So we’ve all agreed Big Bang Theory is bad, but what of Crossing Souls (Fourattic, 2018)? An 80s homage about connecting to the ghost realm to stop a war between the physical and spirit worlds, Crossing Souls is a conduit for our own nostalgia. The writing is bland, the lo-fi pixel art and hand-drawn cutscenes are serviceable, and the gameplay is clumsily familiar. It is the film negative of the ghost of an 80s brawler, and hardly worth all the scorn I’m directing towards it.

But what Crossing Souls does, why I am writing about it at all, is transparently bask in its uncritical nostalgia. The characters are just as you remembered, the story beats predictable with a touch of the risque. Because of course, we don’t want different; we want what we remember. Keep running on that treadmill in a dark room. Think of your childhood, all the bullshit you didn’t have to deal with, when it was enough to just be a middle-class cishet white dude who liked Ghostbusters.

I brought up The Big Bang Theory to give some sort of reference to the kind of self-indulgent cotton candy Crossing Souls is working with. You have the jock, you have the little brother. There’s the nerd that keeps crying. The one (1) black character who is described as lazy and brutish (not embellishing). The Girl.

Early on, you go to a trailer park to meet up with The Girl and are greeted with confederate flags and alcoholism. The Girl’s father, once again, drunk, forces you to fight to prove you’re man enough to protect The Girl. Then The Girl shows she can fight too and, isn’t this great, violence is gender-neutral now!

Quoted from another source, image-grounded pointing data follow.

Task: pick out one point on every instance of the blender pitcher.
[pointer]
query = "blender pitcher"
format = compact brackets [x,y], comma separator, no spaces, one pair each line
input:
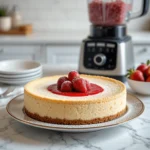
[114,12]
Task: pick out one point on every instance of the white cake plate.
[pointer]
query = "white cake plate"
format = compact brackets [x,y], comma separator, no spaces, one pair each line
[15,110]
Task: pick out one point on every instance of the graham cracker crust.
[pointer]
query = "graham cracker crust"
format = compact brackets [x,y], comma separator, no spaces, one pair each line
[74,122]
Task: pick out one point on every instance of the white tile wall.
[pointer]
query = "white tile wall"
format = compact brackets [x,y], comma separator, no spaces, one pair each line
[61,14]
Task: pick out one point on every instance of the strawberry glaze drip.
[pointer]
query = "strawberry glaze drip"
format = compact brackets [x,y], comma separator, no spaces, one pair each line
[95,89]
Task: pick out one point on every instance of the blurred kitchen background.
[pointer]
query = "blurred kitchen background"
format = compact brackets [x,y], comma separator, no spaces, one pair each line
[59,26]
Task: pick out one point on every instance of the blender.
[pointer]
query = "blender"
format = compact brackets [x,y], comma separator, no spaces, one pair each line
[108,50]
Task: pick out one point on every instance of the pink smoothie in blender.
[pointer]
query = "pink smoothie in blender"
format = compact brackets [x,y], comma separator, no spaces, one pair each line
[108,13]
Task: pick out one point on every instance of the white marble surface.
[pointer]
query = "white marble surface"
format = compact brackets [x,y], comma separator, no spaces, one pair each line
[134,135]
[64,37]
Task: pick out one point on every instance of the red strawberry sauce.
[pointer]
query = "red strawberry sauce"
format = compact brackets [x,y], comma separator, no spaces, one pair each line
[95,89]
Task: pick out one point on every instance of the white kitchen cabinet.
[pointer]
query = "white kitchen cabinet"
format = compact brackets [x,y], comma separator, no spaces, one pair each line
[141,53]
[63,54]
[20,52]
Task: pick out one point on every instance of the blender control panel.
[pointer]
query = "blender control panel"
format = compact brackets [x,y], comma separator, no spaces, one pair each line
[100,55]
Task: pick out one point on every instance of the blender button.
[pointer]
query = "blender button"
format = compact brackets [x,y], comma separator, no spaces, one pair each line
[101,44]
[111,45]
[93,50]
[89,64]
[91,44]
[110,60]
[100,50]
[107,50]
[112,50]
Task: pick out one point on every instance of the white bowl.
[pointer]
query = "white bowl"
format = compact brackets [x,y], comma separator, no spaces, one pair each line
[19,67]
[139,87]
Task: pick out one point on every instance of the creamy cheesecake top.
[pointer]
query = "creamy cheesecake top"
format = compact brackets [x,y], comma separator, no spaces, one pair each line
[112,89]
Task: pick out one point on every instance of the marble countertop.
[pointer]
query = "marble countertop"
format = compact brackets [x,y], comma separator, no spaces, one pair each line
[62,37]
[134,135]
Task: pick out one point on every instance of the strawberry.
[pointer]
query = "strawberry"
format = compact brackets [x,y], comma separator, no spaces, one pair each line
[60,81]
[142,67]
[88,85]
[135,75]
[66,86]
[147,72]
[73,74]
[79,85]
[148,79]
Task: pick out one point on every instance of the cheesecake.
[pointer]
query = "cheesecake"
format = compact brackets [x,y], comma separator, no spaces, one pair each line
[105,101]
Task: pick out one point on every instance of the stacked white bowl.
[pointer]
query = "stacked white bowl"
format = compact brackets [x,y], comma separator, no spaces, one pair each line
[19,71]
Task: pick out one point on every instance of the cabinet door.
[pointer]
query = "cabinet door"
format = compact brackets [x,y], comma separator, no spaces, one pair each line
[20,52]
[141,53]
[63,54]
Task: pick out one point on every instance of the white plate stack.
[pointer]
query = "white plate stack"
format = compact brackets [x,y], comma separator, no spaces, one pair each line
[19,71]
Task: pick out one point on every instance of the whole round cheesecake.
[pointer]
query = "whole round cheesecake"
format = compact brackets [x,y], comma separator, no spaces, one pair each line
[52,106]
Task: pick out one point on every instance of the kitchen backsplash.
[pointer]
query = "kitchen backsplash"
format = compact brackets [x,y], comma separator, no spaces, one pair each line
[62,14]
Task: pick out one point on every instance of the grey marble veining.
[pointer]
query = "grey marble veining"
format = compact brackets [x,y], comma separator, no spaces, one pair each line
[134,135]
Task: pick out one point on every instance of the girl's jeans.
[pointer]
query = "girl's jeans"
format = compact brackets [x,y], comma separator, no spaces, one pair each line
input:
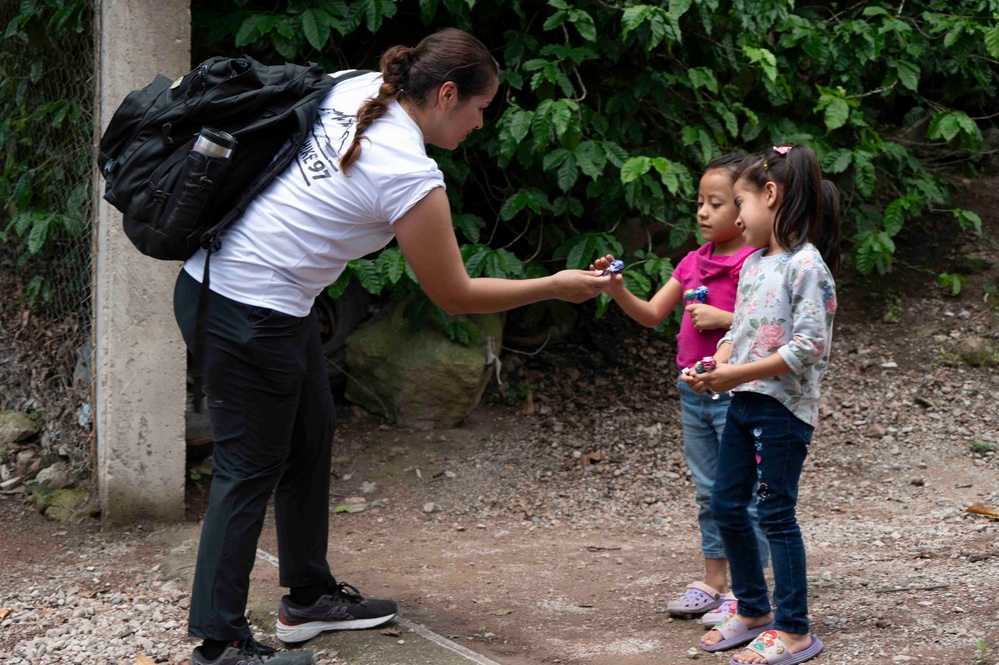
[764,443]
[272,422]
[703,420]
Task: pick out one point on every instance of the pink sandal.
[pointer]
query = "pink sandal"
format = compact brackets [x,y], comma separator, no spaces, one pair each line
[720,613]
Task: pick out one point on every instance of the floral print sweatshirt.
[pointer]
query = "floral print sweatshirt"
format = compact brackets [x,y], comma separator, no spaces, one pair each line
[785,304]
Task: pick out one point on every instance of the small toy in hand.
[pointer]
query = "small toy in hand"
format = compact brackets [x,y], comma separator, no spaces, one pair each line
[615,268]
[701,366]
[700,294]
[704,364]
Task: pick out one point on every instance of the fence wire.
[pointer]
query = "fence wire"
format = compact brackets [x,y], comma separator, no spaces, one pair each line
[46,219]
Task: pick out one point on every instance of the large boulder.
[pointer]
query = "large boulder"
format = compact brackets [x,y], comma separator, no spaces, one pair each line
[419,378]
[16,426]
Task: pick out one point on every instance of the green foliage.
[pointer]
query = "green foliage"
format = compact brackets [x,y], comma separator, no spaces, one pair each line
[951,283]
[44,174]
[982,447]
[608,111]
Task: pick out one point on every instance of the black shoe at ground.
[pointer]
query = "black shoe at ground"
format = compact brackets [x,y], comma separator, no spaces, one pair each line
[250,652]
[344,608]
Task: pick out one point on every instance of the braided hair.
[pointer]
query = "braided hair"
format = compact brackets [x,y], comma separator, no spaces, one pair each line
[414,73]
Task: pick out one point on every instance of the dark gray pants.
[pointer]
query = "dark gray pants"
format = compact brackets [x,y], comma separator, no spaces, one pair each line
[272,421]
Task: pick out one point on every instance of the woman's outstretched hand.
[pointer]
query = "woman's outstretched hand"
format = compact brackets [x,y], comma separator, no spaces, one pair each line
[601,266]
[578,286]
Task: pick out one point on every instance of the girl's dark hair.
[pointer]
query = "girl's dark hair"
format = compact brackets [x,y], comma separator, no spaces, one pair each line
[414,73]
[730,163]
[809,207]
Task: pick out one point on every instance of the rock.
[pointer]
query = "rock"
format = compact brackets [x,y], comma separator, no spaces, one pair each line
[11,483]
[419,378]
[975,351]
[54,477]
[67,504]
[23,460]
[16,426]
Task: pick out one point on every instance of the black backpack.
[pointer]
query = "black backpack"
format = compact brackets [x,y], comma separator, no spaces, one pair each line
[175,201]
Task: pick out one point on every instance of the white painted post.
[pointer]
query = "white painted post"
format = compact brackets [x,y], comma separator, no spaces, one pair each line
[140,354]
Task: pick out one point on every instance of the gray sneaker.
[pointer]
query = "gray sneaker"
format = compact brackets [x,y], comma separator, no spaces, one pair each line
[250,652]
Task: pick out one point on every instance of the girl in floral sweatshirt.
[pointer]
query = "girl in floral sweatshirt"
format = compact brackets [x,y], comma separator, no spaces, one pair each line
[773,358]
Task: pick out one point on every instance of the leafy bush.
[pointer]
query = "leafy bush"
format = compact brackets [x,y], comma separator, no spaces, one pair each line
[608,111]
[45,131]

This is all within the first 30 minutes of the game and it only digs itself in more from here. There’s the stage where we visit a plantation, when we discover a body and are told we’ve all become real men (even The Girl; comedy, right?), or walk into a forest full of ghost children all dressed as cartoon indigenous peoples.

Crossing Souls is gross and incompetent, and it is a pure manifestation of nostalgia. Nostalgia for a time only a small demographic remembers fondly because they weren’t being assaulted by the CIA, fighting for basic bodily rights, having to hide their gender and sexual identity, or being labeled terrorists by the US government. The times weren’t simpler, we were just openly flouting our ignorance and privilege, perhaps winking and bemoaning how hard “other people” had it, but hey wasn’t The Goonies great?

You could sketch Crossing Souls on a napkin, and it would probably be a smarter, more inclusive game. But I won’t ask you too. I’m off to cut down Young Sheldon and burry Crossing Souls next to him where the soil is dead.